We all know that the future of work will be driven by the younger generations, so why not embrace their contribution, voice and needs now instant loan?
PwC did not change the content of its internship program in 2020 – it simply changed the way it implemented the program, says Beth Barakat, head of national talent acquisition programs. The modification of this delivery allowed the company to build on and modernize its existing program. Other leaders developed new ways to increase internal communication that benefited the entire company, not just interns.
Virtual and hybrid work is here to stay. VShip programs can be a great place for your organization to pilot new ideas and platforms.
In that sense, the disruption of the pandemic has been a beacon of hope for many.
“It was really scary to say, ‘Let’s go virtual,’ says Kristopher Frye, co-executive director of The Urban Leaders Fellowship. “What we didn’t anticipate was that we ended up in this innovative space where we could redefine.”
With the promise of more vaccinations, we hope more companies can fully and safely resume in-person work soon. But we know it will take time, and future internships could still vShips or hybrid internships. Further down, some of the changes that appear to be temporary fixes might fit into the future of work.
Regardless of the physical location or medium of your ship, it is essential for your organization to keep as many doors open as possible to broaden career paths and your economic growth. The vShips are sailing. Don’t miss the boat.
To learn more about the DeBruce Foundation and vShips, click here.
The DeBruce Foundation is a national foundation whose mission is to broaden pathways to economic growth and opportunity. The Foundation is committed to helping individuals unlock their potential and find career paths. By developing solutions such as Agile work profiler, we are changing the way people pursue their careers.
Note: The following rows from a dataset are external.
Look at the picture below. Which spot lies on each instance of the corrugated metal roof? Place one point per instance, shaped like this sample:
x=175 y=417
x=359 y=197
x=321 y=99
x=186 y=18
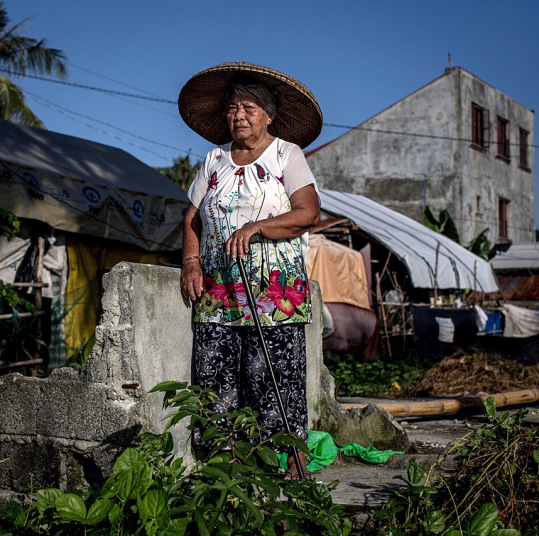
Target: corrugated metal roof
x=414 y=244
x=517 y=257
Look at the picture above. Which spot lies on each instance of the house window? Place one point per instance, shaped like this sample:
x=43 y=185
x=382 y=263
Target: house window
x=480 y=126
x=523 y=148
x=503 y=137
x=503 y=206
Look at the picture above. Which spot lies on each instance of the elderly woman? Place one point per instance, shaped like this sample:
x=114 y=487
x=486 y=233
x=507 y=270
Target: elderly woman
x=254 y=198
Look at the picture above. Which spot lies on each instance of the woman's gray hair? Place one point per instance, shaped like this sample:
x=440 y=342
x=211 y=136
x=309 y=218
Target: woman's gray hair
x=253 y=88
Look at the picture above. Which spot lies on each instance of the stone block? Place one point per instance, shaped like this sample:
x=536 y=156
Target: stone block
x=71 y=408
x=18 y=400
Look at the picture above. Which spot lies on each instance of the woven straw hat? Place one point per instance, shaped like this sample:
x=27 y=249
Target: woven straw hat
x=202 y=104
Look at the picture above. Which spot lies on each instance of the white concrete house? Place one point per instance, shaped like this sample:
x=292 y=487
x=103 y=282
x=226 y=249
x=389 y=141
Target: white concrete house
x=457 y=144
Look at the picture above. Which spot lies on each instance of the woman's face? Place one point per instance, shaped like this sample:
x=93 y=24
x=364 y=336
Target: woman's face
x=247 y=120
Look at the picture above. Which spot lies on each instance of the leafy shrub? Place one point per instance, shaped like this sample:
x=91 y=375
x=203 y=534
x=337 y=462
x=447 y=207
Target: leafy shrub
x=376 y=377
x=236 y=489
x=495 y=486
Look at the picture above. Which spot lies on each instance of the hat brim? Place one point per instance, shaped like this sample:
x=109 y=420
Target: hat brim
x=202 y=104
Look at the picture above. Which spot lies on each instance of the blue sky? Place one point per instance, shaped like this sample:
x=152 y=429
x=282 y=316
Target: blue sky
x=358 y=57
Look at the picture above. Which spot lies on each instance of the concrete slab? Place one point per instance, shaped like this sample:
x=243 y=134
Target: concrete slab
x=364 y=488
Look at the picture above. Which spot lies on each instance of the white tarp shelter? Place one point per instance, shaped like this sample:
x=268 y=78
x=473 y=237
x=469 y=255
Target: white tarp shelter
x=414 y=244
x=521 y=256
x=80 y=186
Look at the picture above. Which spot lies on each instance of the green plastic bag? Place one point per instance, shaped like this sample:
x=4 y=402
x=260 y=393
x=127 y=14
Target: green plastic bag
x=369 y=454
x=323 y=450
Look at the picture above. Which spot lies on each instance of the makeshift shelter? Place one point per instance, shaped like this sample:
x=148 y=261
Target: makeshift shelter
x=86 y=206
x=415 y=265
x=345 y=284
x=517 y=269
x=432 y=259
By establishing strategic partnerships, we increase experiences and visibility to expand career opportunities, starting with the young and working throughout life.
Dr Leigh Anne Taylor Knight is an ingenious, forward-looking leader who serves The DeBruce Foundation as executive director and chief operating officer. A teacher at heart, she has also served as an assistant superintendent for Kindergarten to Grade 12, advising educational institutions across the country and leading a two-state education research consortium.